[R-sig-ME] Mixed model (with interaction) for gene expression and iteration
Juan Pedro Steibel
steibelj at msu.edu
Wed Jun 3 19:04:55 CEST 2009
Hello Paolo,
We are also starting to use lmer for gene expression analysis (genetical
genomics too) so here are my thoughts.
Having two equivalent parameterizations, I would go with the
computationally fastest one (a couple more miliseconds per model, easily
add up to many hours when analyzing highly dimensional datasets). You
can time the analysis for, say, 100 transcripts and go from there.
~note: other users commented on your models not being equivalent~
For p-values:
You could use LRT to test for variance components.
This is standard practice in genetic epidemiology: fit a model with and
without the random effect in question, then compare the log (residual)
likelihood ratio to a chi-square statistic. FDR can be used on top of
that to account for multiple tests. Of course, now you have to fit three
models (one null models for each VC), so your cpu time has just
multiplied by almost 3. Definitely using refit and update will help with
compute time when having so many models.
I use sobj<-summary(result) as an intermediate step to get the info
(although this may add to the computational burden and other suggestions
you got may be faster and more efficient),
then ask for slots:
@REmat
@coefs
...for getting estimates of variance components and fixed effects.
@coefs gives you a t-statistic for fixed effects too... you could take a
stab at an approximated df method and compute an (approximated) p-value.
I know that doing so can attract a lot of criticism in this list, but
when you are fitting a several million models (10000s of transcripts and
1000s of genomic positions as in my case), the mcmc approximation is
(unfortunately) not computationally feasible.
Hope this helps!
JP
Paolo Innocenti wrote:
> Dear Douglas and list,
>
> I am thinking about fitting a mixed model for a microarray experiment
> using lme4, since other specific software seems not suitable for my
> purposes.
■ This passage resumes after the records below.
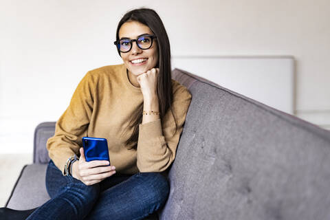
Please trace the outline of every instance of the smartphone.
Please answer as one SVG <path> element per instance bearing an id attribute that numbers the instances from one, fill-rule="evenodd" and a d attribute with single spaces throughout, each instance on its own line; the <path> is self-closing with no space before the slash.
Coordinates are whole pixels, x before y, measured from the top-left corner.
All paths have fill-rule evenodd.
<path id="1" fill-rule="evenodd" d="M 108 142 L 105 138 L 82 138 L 82 146 L 87 162 L 92 160 L 107 160 L 110 165 Z"/>

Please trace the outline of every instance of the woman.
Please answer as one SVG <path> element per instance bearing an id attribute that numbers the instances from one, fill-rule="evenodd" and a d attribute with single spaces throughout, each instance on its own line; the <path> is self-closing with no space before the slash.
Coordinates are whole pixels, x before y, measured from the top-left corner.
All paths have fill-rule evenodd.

I'll briefly describe the model and kindly ask for
> suggestions on the model and the workflow I can use to get useful
> results.
>
> My response variable Y is gene expression levels for a given gene (say
> g_i) from 120 samples.
> The factor I want to include are:
>
> Sex: fixed, two levels, M/F.
> Line: 15 randomly picked genotypes from a large outbred population.
>
> I am interested in:
> - if the gene is differentially expressed in the 2 sexes (effect of
> sex), in the 15 lines (effect of line) and the interaction of the two.
>
> - the variance component of line = how much of the variance is due to
> the genotype
>
> - the variance component of the interaction = the genetic variation
> for sexual dimorphism.
>
> Reading a bit of this mailing list, I came up with these three models:
>
> m1 <- lmer(Y1 ~ sex + (1|line) + (1|sex:line))
>
> or
>
> m2 <- lmer(Y1 ~ sex + (sex|line))
>
> or
>
> m3 <- lmer(Y1 ~ sex + (0 + sex|line))
>
> Which should all be the same model (and indeed they have all the same
> residuals) but different parametrization (see self-contained example
> below).
>
> Now, in the light of my needs (see above), which model makes it easier
> to extract the components I need? Also, do they make different
> assumptions - as different levels of independency among levels of
> random factors?
>
> I will need to be able to extract the variance component values in an
> iterative process (i have 18.000 genes): is VarCorr() the way to go?
>
> VarCorr(m1)$'sex:line'[1]
> VarCorr(m1)$'line'[1]
>
> Last two question: what is the easier way to assess, in an iterative
> process, normality of residuals, and what is a sensible way to assess
> significant differential expression of genes (since I guess I can't
> get p-values and then apply FDR correction?)
>
> Thanks a lot for reading so far and I'll be grateful for any kind of
> help.
> paolo
>
> Self-contained example:
>
> Y1 <- as.numeric(
> c("11.6625","11.3243","11.7819","11.5032","11.7578","11.9379","11.8491",
> "11.9035","11.2042","11.0344","11.5137","11.1995","11.6327","11.7392",
> "11.9869","11.6955","11.5631","11.7159","11.8435","11.5814","12.0756",
> "12.3428","12.3342","11.9883","11.6067","11.6102","11.6517","11.4444",
> "11.9567","12.0478","11.9683","11.8207","11.5860","11.6028","11.6522",
> "11.6775","12.3570","12.2266","12.2444","12.1369","11.2573","11.4577",
> "11.4432","11.2994","11.8486","11.9258","11.9864","11.9964","11.2806",
> "11.2527","11.3672","11.0791","11.9501","11.7223","11.9825","11.8114",
> "11.6116","11.4284","11.3731","11.6942","12.2153","12.0101","12.2150",
> "12.1932","11.5617","11.3761","11.4813","11.7503","11.9889","12.1530",
> "12.3299","12.4436","11.4566","11.4614","11.5527","11.3513","11.9764",
> "11.8810","12.0999","11.9083","11.4870","11.6764","11.3973","11.4507",
> "12.1141","11.9906","12.1118","11.9728","11.3382","11.4146","11.4590",
> "11.2527","12.1101","12.0448","12.2191","11.8317","11.3982","11.3555",
> "11.3897","11.7731","11.9749","11.8666","12.1984","12.0350","11.4642",
> "11.4509","11.5552","11.4346","12.0714","11.7136","11.9019","11.8158",
> "11.3132","11.3121","11.1612","11.2073","11.6658","11.7879","11.7847",
> "11.5300"))
> sex <- factor(rep(c("F","M"), 15, each=4))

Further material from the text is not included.